Marie Waugh, human resources manager for Myers Printing of Minneapolis, says her company began telling employees about Breathe Laser Therapy in May 2009, when Myers’ wellness committee launched a reimbursement program for smoking-cessation treatments. Five employees got the treatments last year, Waugh says. Two relapsed. As of early April, three had not smoked since sometime last year—a 60 percent success rate.

Diamond says that until late last year, the corporate side of the business wasn’t heavily marketed and accounted for only about 5 percent of revenue. In December, Phil Berbig, a former ACI Telecentrics employee, joined the company as head of corporate sales. Since the start of this year, Berbig has added more than half a dozen clients, and the corporate side now brings in 25 percent of revenue.

The pitch to companies stresses cost savings. Berbig is armed with work sheets showing that if a smoker’s cigarette breaks, outside of normal work breaks, amount to even 30 minutes a day in downtime, a typical employer could underwrite half the cost of Breath Laser treatment and still reap a fabulous return on investment within a matter of months. That’s not to mention savings on health insurance premiums.

Since the treatment is not FDA approved, many health-insurance plans do not reimburse for it. And Breathe Laser actually discourages corporations from paying more than about half the $489 cost of treatment for their employees. “We want the people we treat to have some skin in the game,” Berbig says.

Breathe Laser’s success rate is its greatest marketing advantage. Because of that, it does not try to convince people to stop smoking. It does not accept teenagers as clients. And it does not want to go to a corporate office and give treatments to 20 smokers who have no real intention of quitting, but are willing to check out the laser as a novelty on their employer’s dime. “You have to want to quit,” Berbig says. The laser can make the process suck less, but it still sucks.

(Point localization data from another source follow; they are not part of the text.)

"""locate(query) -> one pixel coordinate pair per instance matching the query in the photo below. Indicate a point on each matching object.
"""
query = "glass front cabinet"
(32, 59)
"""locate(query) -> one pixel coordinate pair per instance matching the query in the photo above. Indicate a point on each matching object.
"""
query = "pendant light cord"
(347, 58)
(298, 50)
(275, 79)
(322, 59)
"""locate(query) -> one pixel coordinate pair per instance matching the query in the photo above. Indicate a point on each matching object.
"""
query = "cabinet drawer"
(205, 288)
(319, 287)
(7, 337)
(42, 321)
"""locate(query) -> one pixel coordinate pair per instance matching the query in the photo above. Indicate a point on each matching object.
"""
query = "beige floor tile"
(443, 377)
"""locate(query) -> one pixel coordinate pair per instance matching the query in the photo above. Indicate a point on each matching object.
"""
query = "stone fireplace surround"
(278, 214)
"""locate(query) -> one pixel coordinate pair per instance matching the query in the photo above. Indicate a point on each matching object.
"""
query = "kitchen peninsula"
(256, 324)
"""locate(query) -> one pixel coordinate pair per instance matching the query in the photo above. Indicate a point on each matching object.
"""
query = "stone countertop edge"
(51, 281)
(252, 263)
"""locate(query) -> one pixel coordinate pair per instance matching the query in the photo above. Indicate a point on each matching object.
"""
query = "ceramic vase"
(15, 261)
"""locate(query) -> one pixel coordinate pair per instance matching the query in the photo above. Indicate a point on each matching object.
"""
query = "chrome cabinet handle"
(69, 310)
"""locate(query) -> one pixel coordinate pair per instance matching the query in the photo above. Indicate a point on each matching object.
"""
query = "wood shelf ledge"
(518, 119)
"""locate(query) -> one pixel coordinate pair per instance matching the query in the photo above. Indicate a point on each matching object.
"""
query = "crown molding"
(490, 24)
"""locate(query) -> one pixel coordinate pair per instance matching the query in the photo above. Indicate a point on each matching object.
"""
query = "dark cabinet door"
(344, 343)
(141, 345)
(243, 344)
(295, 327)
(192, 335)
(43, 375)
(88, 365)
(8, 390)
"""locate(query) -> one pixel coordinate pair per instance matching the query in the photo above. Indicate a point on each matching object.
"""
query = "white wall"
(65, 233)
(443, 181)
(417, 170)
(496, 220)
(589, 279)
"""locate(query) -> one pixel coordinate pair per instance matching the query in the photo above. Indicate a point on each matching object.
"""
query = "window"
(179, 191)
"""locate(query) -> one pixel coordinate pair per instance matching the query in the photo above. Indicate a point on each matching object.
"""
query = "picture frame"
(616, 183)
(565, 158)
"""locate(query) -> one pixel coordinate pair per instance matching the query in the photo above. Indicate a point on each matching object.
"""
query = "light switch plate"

In Need of Partners and Capital

The business plan calls for the corporate side to keep growing, accounting for 38 percent of revenue by 2012. One obvious move would be to seek affiliations with larger companies serving the health and wellness markets. Last year, Diamond and Minneapolis-based wellness-management company Health Fitness Corporation agreed to talk about incorporating Breathe Laser Therapy into HFC’s offerings, but talks were sidetracked when Health Fitness was sold in February to Trustmark Mutual Holding Company of Chicago. More recently, Diamond has been in discussions with locally based UnitedHealthcare.

The plan to begin expanding later this year—and to see 100 locations in place within three years—depends heavily on whether Breathe Laser can realize its hope to form another kind of partnership, with a major national retailer. Diamond says he has had serious conversations with one retailer about a proposal whereby Breathe Laser would lease space within the retailer’s stores in 50 major markets.

If he can swing such a deal, Diamond estimates he would need to raise about $10 million in equity to hit the 100-store mark. He says he has feelers out to potential corporate investors. To grow to the same scale without a major retail partner would be far more expensive and time consuming, he says: “We’d have to raise closer to $75 million, and eight years might be an optimistic timetable.”

One way or another, however, Diamond does intend to grow his company. Helping people kick the habit agrees with him. Breather Laser Therapy has become a calling: “I’ve got a thick file of letters from people saying, ‘You changed my life. I never thought I could quit, but I did.’ That’s pretty cool.”